Prisoner died in cell ‘after smoking outlawed synthetic marijuana’
Officers and medics battled in vain to save robber Shabul Ahmed, 34, at HMP Highpoint in Suffolk

A PRISONER has died after allegedly smoking illegal high Spice in his cell.
Shabul Ahmed was reportedly heard screaming for help in his cell after smoking the synthetic marijuana.
Warders and medics were unable to revive him and he was certified dead at HMP Highpoint in Suffolk.
Family of the inmate, caged for robbery and serving his sentence in the jail’s Tempest Unit, have been informed.
It is not known how Ahmed, 34, acquired the substance.
A Prison Service spokesman said: “As with all deaths in custody, there will be an investigation by the independent Prisons and Probation Ombudsman.”
Last month the chief inspector of prisons Peter Clarke admitted Spice is “having a devastating impact in UK prisons”.
Of 805 cons surveyed in nine jails, a third had used mind-bending Spice in the previous month.
Inmates have been racking up large debts with pushers and there are increasing levels of bullying and violence as a result.
The situation is “getting worse, not better” as prisoners have been using drones to smuggle the drug inside British prisons.
Cons have dubbed it the “bird killer” — a reference to how it helps them serve time in a daze.
It is much stronger than cannabis, and has a hallucinatory dimension.
Prisoners say they have seen “people come out of their cell, run along the landing and go straight towards the gates because they think they can run through the gates — or run towards a wall and actually think they can run through the wall”.
Other stories include a prisoner saying he had seen someone high on the drug eating their own vomit in a bowl and dipping bread into it; another saw someone drinking water from the toilet and eating salt.
“When I had my last experience of Spice, I felt my brain was being ripped out,” one inmate said.

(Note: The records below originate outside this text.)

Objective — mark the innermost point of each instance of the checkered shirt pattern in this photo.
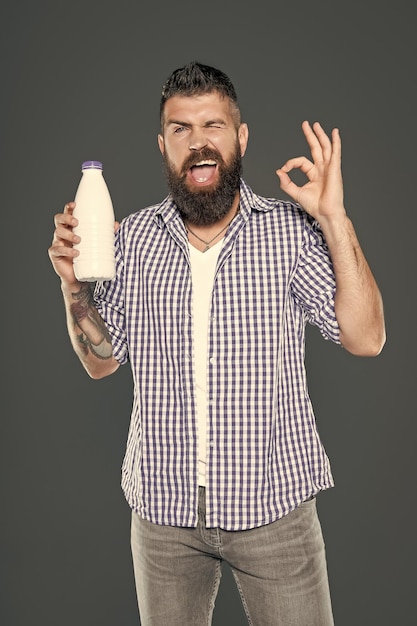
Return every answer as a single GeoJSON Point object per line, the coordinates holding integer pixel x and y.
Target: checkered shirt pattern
{"type": "Point", "coordinates": [264, 454]}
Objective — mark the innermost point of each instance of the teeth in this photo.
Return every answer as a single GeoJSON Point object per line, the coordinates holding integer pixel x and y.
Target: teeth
{"type": "Point", "coordinates": [209, 162]}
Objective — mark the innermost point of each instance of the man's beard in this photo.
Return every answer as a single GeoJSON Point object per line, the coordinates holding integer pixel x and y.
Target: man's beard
{"type": "Point", "coordinates": [205, 206]}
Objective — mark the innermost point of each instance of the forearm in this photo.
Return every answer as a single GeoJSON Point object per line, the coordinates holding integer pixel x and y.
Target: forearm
{"type": "Point", "coordinates": [358, 302]}
{"type": "Point", "coordinates": [87, 331]}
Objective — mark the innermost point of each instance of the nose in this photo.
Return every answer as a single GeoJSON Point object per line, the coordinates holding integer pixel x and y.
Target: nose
{"type": "Point", "coordinates": [198, 140]}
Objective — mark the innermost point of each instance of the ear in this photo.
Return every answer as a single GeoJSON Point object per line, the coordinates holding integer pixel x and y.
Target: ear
{"type": "Point", "coordinates": [243, 136]}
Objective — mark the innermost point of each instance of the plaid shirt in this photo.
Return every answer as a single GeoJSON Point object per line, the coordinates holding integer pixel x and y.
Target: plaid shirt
{"type": "Point", "coordinates": [264, 454]}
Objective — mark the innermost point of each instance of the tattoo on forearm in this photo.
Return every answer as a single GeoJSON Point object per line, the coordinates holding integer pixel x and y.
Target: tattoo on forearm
{"type": "Point", "coordinates": [94, 336]}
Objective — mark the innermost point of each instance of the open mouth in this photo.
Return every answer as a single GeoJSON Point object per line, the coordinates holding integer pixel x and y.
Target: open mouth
{"type": "Point", "coordinates": [203, 171]}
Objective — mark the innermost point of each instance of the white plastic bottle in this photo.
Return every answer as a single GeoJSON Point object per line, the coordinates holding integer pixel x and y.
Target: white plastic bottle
{"type": "Point", "coordinates": [95, 214]}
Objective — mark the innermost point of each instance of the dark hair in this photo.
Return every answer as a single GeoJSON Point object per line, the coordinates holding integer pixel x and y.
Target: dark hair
{"type": "Point", "coordinates": [195, 79]}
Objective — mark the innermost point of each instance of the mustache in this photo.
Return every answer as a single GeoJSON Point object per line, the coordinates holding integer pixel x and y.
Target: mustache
{"type": "Point", "coordinates": [202, 155]}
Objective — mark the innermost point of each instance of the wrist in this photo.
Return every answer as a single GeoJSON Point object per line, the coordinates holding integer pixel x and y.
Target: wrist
{"type": "Point", "coordinates": [70, 288]}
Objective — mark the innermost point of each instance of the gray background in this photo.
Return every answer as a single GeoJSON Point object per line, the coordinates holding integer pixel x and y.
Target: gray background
{"type": "Point", "coordinates": [81, 80]}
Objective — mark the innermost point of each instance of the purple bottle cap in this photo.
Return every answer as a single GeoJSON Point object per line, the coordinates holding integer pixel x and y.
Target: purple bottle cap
{"type": "Point", "coordinates": [92, 165]}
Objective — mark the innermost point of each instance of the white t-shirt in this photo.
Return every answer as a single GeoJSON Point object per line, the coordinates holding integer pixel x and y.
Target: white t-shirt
{"type": "Point", "coordinates": [203, 268]}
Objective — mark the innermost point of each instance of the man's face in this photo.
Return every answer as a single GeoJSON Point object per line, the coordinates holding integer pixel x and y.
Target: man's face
{"type": "Point", "coordinates": [202, 148]}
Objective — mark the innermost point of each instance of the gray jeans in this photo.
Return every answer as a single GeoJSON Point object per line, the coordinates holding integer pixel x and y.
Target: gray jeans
{"type": "Point", "coordinates": [280, 571]}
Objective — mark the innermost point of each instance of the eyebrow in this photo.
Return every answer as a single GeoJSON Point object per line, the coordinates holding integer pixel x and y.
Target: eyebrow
{"type": "Point", "coordinates": [218, 121]}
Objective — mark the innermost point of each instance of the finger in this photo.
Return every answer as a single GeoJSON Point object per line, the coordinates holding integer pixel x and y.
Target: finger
{"type": "Point", "coordinates": [59, 250]}
{"type": "Point", "coordinates": [299, 163]}
{"type": "Point", "coordinates": [287, 185]}
{"type": "Point", "coordinates": [65, 219]}
{"type": "Point", "coordinates": [318, 141]}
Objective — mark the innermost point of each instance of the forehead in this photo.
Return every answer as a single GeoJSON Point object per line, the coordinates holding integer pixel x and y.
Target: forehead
{"type": "Point", "coordinates": [198, 109]}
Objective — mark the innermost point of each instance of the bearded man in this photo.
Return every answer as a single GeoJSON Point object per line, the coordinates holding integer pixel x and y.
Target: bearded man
{"type": "Point", "coordinates": [213, 289]}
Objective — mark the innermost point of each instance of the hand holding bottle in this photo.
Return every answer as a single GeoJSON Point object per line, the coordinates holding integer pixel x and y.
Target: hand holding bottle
{"type": "Point", "coordinates": [62, 252]}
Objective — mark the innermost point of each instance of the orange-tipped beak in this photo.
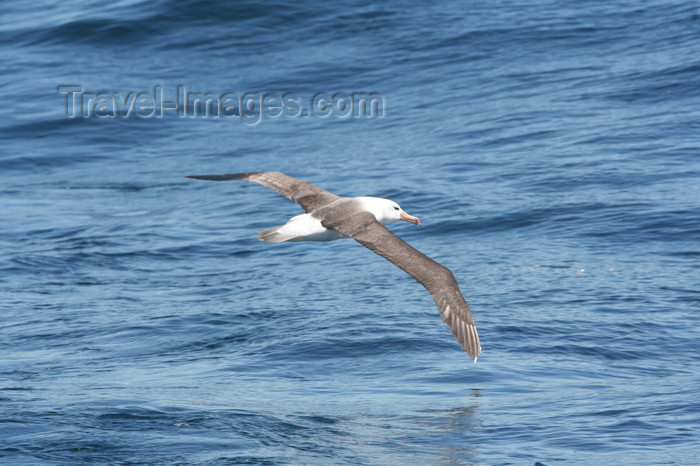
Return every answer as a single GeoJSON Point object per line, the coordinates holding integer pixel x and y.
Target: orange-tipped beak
{"type": "Point", "coordinates": [409, 218]}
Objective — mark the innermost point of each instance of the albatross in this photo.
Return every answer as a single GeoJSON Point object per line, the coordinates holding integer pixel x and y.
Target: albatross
{"type": "Point", "coordinates": [329, 217]}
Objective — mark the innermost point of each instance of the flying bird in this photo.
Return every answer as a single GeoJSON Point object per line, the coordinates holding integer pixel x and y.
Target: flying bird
{"type": "Point", "coordinates": [329, 217]}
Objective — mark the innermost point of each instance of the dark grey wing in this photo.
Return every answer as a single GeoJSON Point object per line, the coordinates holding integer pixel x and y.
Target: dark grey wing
{"type": "Point", "coordinates": [307, 195]}
{"type": "Point", "coordinates": [438, 280]}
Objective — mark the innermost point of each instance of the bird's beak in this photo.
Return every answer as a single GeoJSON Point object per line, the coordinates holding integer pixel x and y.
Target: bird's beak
{"type": "Point", "coordinates": [409, 218]}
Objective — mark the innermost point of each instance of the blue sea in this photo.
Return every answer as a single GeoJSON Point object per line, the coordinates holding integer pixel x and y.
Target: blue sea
{"type": "Point", "coordinates": [551, 150]}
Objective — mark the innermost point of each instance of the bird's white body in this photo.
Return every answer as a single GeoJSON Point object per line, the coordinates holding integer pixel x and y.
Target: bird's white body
{"type": "Point", "coordinates": [308, 227]}
{"type": "Point", "coordinates": [329, 217]}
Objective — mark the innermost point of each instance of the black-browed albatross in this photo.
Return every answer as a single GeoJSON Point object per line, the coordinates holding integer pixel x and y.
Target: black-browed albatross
{"type": "Point", "coordinates": [329, 217]}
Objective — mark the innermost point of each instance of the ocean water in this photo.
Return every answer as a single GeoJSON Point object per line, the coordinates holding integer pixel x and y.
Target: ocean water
{"type": "Point", "coordinates": [551, 150]}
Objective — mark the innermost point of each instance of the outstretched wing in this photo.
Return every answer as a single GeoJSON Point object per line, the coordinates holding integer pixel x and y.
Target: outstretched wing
{"type": "Point", "coordinates": [307, 195]}
{"type": "Point", "coordinates": [438, 280]}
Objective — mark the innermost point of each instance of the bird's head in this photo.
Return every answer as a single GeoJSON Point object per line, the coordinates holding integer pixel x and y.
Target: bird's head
{"type": "Point", "coordinates": [387, 211]}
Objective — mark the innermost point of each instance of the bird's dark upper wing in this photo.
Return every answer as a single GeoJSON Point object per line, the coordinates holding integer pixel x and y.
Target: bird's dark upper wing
{"type": "Point", "coordinates": [438, 280]}
{"type": "Point", "coordinates": [309, 196]}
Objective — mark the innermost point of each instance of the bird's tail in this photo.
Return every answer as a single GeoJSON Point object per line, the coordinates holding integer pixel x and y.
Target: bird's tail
{"type": "Point", "coordinates": [274, 235]}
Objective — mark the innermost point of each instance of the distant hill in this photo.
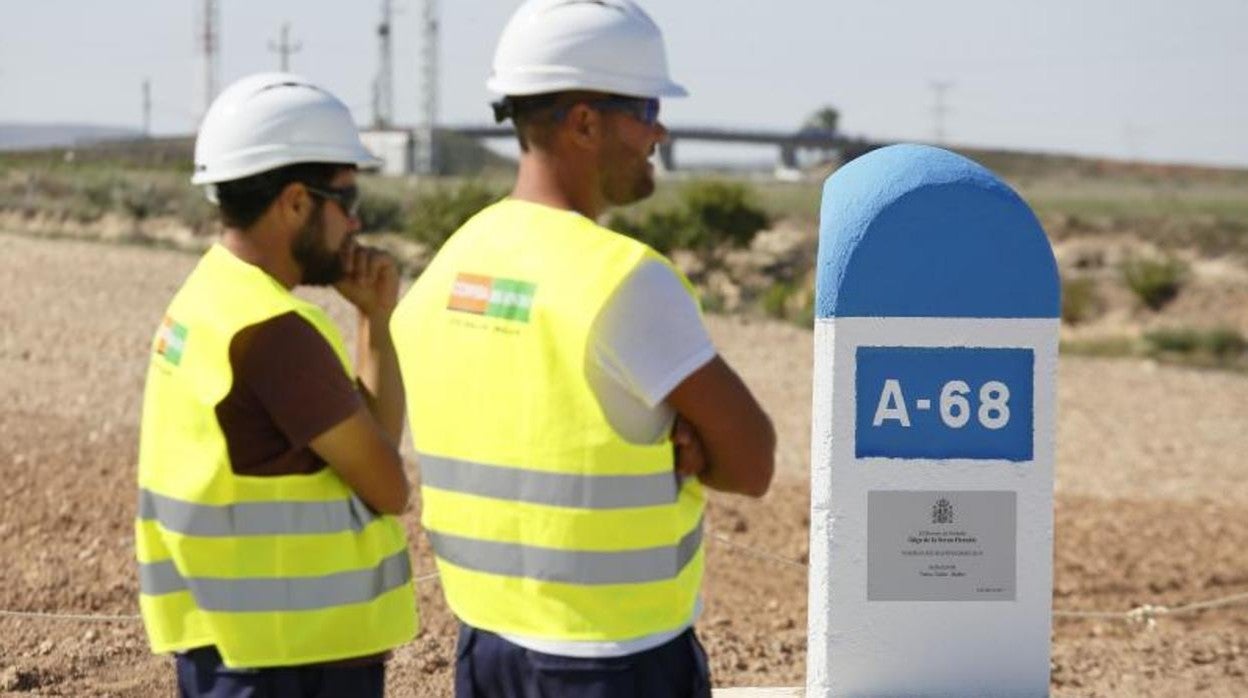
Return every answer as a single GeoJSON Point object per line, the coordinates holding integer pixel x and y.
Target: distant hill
{"type": "Point", "coordinates": [29, 136]}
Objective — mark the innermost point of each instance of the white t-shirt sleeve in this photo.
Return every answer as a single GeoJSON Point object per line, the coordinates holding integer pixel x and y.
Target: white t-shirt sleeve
{"type": "Point", "coordinates": [649, 336]}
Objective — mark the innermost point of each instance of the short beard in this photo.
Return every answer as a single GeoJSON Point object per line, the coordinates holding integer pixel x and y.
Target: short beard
{"type": "Point", "coordinates": [320, 265]}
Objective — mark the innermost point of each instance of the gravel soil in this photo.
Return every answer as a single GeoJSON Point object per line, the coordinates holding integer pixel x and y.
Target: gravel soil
{"type": "Point", "coordinates": [1152, 503]}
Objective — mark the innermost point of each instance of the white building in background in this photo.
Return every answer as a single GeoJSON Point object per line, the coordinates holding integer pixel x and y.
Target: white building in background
{"type": "Point", "coordinates": [394, 147]}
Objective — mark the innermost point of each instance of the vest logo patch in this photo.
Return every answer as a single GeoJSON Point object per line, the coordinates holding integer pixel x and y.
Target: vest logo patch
{"type": "Point", "coordinates": [493, 297]}
{"type": "Point", "coordinates": [171, 340]}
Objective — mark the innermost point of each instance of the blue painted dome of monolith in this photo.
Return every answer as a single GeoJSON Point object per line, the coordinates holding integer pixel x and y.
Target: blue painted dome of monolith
{"type": "Point", "coordinates": [917, 231]}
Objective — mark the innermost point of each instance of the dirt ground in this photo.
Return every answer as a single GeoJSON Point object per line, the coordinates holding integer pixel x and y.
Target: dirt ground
{"type": "Point", "coordinates": [1152, 503]}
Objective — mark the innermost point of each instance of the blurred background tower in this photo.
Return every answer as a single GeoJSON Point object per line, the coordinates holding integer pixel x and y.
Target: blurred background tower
{"type": "Point", "coordinates": [426, 142]}
{"type": "Point", "coordinates": [147, 108]}
{"type": "Point", "coordinates": [383, 85]}
{"type": "Point", "coordinates": [209, 40]}
{"type": "Point", "coordinates": [283, 48]}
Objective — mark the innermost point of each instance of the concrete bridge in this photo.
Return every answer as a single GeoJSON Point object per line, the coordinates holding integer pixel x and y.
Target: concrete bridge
{"type": "Point", "coordinates": [786, 141]}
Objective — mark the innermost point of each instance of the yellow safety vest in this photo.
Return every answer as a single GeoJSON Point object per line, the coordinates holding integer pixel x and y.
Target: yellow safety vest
{"type": "Point", "coordinates": [273, 571]}
{"type": "Point", "coordinates": [546, 523]}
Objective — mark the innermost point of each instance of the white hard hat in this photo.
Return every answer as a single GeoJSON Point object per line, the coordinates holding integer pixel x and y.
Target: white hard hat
{"type": "Point", "coordinates": [271, 120]}
{"type": "Point", "coordinates": [602, 45]}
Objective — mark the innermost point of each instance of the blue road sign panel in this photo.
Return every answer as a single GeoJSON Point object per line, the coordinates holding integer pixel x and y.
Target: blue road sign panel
{"type": "Point", "coordinates": [945, 402]}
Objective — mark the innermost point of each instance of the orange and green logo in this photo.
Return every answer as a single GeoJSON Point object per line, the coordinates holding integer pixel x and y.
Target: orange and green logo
{"type": "Point", "coordinates": [171, 340]}
{"type": "Point", "coordinates": [493, 297]}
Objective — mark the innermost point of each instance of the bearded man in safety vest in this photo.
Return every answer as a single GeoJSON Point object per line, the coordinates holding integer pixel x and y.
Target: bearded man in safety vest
{"type": "Point", "coordinates": [565, 400]}
{"type": "Point", "coordinates": [270, 560]}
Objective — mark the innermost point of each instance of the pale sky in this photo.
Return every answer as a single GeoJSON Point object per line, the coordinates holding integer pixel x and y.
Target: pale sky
{"type": "Point", "coordinates": [1131, 79]}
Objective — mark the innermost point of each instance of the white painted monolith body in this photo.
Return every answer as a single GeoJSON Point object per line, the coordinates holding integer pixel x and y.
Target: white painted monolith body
{"type": "Point", "coordinates": [932, 433]}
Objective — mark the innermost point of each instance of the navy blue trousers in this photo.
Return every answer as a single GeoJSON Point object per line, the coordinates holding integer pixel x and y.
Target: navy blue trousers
{"type": "Point", "coordinates": [202, 674]}
{"type": "Point", "coordinates": [489, 667]}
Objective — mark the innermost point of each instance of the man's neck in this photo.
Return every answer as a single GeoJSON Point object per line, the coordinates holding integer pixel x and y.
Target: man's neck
{"type": "Point", "coordinates": [557, 182]}
{"type": "Point", "coordinates": [247, 246]}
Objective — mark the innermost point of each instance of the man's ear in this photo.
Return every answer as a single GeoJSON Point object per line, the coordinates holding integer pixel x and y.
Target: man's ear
{"type": "Point", "coordinates": [584, 126]}
{"type": "Point", "coordinates": [292, 205]}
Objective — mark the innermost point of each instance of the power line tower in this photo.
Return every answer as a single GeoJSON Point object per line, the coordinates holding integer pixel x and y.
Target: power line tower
{"type": "Point", "coordinates": [939, 109]}
{"type": "Point", "coordinates": [426, 142]}
{"type": "Point", "coordinates": [383, 85]}
{"type": "Point", "coordinates": [285, 48]}
{"type": "Point", "coordinates": [209, 40]}
{"type": "Point", "coordinates": [147, 108]}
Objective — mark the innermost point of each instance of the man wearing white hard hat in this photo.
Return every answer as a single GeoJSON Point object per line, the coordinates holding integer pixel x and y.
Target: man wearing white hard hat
{"type": "Point", "coordinates": [270, 557]}
{"type": "Point", "coordinates": [565, 401]}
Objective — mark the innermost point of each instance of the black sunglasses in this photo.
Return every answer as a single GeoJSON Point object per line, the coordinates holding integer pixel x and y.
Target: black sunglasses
{"type": "Point", "coordinates": [347, 197]}
{"type": "Point", "coordinates": [643, 109]}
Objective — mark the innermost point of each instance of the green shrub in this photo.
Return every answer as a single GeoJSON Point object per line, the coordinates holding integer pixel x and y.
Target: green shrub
{"type": "Point", "coordinates": [1080, 300]}
{"type": "Point", "coordinates": [706, 215]}
{"type": "Point", "coordinates": [1155, 282]}
{"type": "Point", "coordinates": [1224, 344]}
{"type": "Point", "coordinates": [1172, 340]}
{"type": "Point", "coordinates": [438, 212]}
{"type": "Point", "coordinates": [1219, 346]}
{"type": "Point", "coordinates": [721, 212]}
{"type": "Point", "coordinates": [663, 229]}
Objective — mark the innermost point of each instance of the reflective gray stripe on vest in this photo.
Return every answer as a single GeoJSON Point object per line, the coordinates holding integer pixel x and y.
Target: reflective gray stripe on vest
{"type": "Point", "coordinates": [560, 490]}
{"type": "Point", "coordinates": [575, 567]}
{"type": "Point", "coordinates": [278, 593]}
{"type": "Point", "coordinates": [253, 518]}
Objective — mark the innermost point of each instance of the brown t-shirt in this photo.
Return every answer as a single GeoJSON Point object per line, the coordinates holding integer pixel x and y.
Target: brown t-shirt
{"type": "Point", "coordinates": [288, 387]}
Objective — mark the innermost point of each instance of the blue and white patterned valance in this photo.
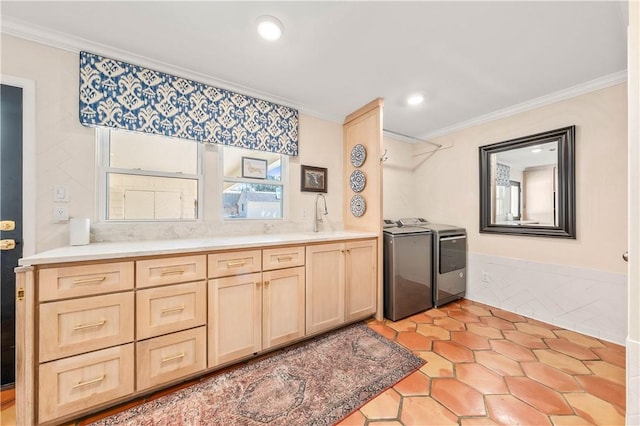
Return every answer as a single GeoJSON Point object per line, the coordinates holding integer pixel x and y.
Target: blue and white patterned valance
{"type": "Point", "coordinates": [124, 96]}
{"type": "Point", "coordinates": [503, 174]}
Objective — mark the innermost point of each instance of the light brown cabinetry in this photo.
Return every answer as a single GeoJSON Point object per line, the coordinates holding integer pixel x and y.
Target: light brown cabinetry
{"type": "Point", "coordinates": [170, 303]}
{"type": "Point", "coordinates": [282, 306]}
{"type": "Point", "coordinates": [93, 333]}
{"type": "Point", "coordinates": [325, 287]}
{"type": "Point", "coordinates": [85, 349]}
{"type": "Point", "coordinates": [72, 384]}
{"type": "Point", "coordinates": [361, 279]}
{"type": "Point", "coordinates": [255, 311]}
{"type": "Point", "coordinates": [170, 357]}
{"type": "Point", "coordinates": [166, 309]}
{"type": "Point", "coordinates": [234, 317]}
{"type": "Point", "coordinates": [341, 284]}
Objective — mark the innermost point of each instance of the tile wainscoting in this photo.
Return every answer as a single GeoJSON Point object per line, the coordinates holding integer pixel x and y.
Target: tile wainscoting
{"type": "Point", "coordinates": [584, 300]}
{"type": "Point", "coordinates": [633, 382]}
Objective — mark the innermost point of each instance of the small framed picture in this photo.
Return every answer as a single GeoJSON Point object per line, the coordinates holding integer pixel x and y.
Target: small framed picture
{"type": "Point", "coordinates": [313, 179]}
{"type": "Point", "coordinates": [254, 168]}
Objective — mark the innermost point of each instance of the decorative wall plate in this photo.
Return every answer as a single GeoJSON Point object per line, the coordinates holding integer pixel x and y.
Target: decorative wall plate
{"type": "Point", "coordinates": [358, 205]}
{"type": "Point", "coordinates": [358, 181]}
{"type": "Point", "coordinates": [358, 155]}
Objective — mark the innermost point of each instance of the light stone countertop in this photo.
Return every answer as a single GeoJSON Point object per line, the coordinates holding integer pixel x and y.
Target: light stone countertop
{"type": "Point", "coordinates": [128, 249]}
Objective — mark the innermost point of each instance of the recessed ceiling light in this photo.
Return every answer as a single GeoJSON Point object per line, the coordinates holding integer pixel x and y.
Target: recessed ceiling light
{"type": "Point", "coordinates": [415, 99]}
{"type": "Point", "coordinates": [269, 28]}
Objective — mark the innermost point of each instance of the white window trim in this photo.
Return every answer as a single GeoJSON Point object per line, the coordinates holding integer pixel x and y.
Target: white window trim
{"type": "Point", "coordinates": [103, 169]}
{"type": "Point", "coordinates": [284, 182]}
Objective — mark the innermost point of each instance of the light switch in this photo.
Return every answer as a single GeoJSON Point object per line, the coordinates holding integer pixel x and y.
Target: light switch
{"type": "Point", "coordinates": [60, 213]}
{"type": "Point", "coordinates": [60, 193]}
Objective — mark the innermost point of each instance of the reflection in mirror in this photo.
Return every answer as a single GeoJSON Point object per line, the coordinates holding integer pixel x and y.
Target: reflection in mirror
{"type": "Point", "coordinates": [527, 185]}
{"type": "Point", "coordinates": [532, 170]}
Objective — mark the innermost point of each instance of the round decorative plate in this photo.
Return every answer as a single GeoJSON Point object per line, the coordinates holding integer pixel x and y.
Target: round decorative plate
{"type": "Point", "coordinates": [358, 181]}
{"type": "Point", "coordinates": [358, 205]}
{"type": "Point", "coordinates": [358, 155]}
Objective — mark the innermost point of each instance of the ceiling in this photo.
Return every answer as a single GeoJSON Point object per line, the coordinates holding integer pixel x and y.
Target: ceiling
{"type": "Point", "coordinates": [470, 59]}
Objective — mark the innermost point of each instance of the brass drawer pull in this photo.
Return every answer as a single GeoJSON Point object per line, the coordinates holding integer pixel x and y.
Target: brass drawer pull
{"type": "Point", "coordinates": [173, 272]}
{"type": "Point", "coordinates": [171, 358]}
{"type": "Point", "coordinates": [92, 325]}
{"type": "Point", "coordinates": [174, 309]}
{"type": "Point", "coordinates": [95, 280]}
{"type": "Point", "coordinates": [89, 382]}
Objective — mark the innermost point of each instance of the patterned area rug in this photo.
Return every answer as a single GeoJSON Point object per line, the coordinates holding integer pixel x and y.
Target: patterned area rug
{"type": "Point", "coordinates": [316, 383]}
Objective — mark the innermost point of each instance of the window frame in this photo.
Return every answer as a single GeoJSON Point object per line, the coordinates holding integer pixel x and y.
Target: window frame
{"type": "Point", "coordinates": [103, 150]}
{"type": "Point", "coordinates": [283, 183]}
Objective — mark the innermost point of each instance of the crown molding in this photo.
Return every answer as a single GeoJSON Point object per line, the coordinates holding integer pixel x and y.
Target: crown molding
{"type": "Point", "coordinates": [561, 95]}
{"type": "Point", "coordinates": [37, 34]}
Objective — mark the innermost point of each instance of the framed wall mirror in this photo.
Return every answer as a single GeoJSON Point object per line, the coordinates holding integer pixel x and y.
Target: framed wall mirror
{"type": "Point", "coordinates": [527, 185]}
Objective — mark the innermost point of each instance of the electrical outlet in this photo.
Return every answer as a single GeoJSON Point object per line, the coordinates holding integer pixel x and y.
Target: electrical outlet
{"type": "Point", "coordinates": [60, 213]}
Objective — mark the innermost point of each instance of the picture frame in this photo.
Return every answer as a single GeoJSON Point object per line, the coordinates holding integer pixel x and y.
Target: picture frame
{"type": "Point", "coordinates": [255, 168]}
{"type": "Point", "coordinates": [313, 179]}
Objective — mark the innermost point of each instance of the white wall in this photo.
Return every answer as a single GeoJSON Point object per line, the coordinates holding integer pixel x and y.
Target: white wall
{"type": "Point", "coordinates": [633, 338]}
{"type": "Point", "coordinates": [398, 183]}
{"type": "Point", "coordinates": [65, 155]}
{"type": "Point", "coordinates": [577, 284]}
{"type": "Point", "coordinates": [447, 190]}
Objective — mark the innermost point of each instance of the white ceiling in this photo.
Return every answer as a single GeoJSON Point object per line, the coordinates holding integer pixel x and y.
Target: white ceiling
{"type": "Point", "coordinates": [470, 59]}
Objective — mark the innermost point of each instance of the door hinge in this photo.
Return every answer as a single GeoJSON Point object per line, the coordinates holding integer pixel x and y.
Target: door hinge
{"type": "Point", "coordinates": [7, 244]}
{"type": "Point", "coordinates": [7, 225]}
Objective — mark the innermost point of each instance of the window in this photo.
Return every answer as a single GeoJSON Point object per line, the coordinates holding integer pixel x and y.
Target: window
{"type": "Point", "coordinates": [148, 177]}
{"type": "Point", "coordinates": [252, 184]}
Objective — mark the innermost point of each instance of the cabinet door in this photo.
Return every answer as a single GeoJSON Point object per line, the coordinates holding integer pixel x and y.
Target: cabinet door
{"type": "Point", "coordinates": [361, 279]}
{"type": "Point", "coordinates": [325, 287]}
{"type": "Point", "coordinates": [282, 306]}
{"type": "Point", "coordinates": [235, 317]}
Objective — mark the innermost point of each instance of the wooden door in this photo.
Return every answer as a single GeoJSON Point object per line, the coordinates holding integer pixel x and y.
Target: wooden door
{"type": "Point", "coordinates": [325, 287]}
{"type": "Point", "coordinates": [234, 318]}
{"type": "Point", "coordinates": [361, 279]}
{"type": "Point", "coordinates": [282, 306]}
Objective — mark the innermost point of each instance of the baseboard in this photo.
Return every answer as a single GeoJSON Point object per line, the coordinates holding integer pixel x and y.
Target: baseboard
{"type": "Point", "coordinates": [587, 301]}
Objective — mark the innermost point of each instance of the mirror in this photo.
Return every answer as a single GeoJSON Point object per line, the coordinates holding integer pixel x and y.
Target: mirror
{"type": "Point", "coordinates": [527, 185]}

In May a law banning all legal highs came into force.
They have always been banned in prisons, but with no drugs test available for the laboratory-made compounds, lags have little worry about getting caught.
Ahmed’s death in June at the Category C jail will be assessed by prisons' inspectors.
The Prison Service said: "We take a zero tolerance approach to drugs in our prisons and use sniffer dogs, cell searches and mandatory drugs tests to find them.
"We have already legislated to make smuggling New Psychoactive Substances into prison illegal and those caught trying to throw packages over prison walls can now face up to two years in jail.
"However we must do more, which is why we are investing £1.3 billion to transform the prison estate, to better support rehabilitation and tackle bullying, violence and drugs."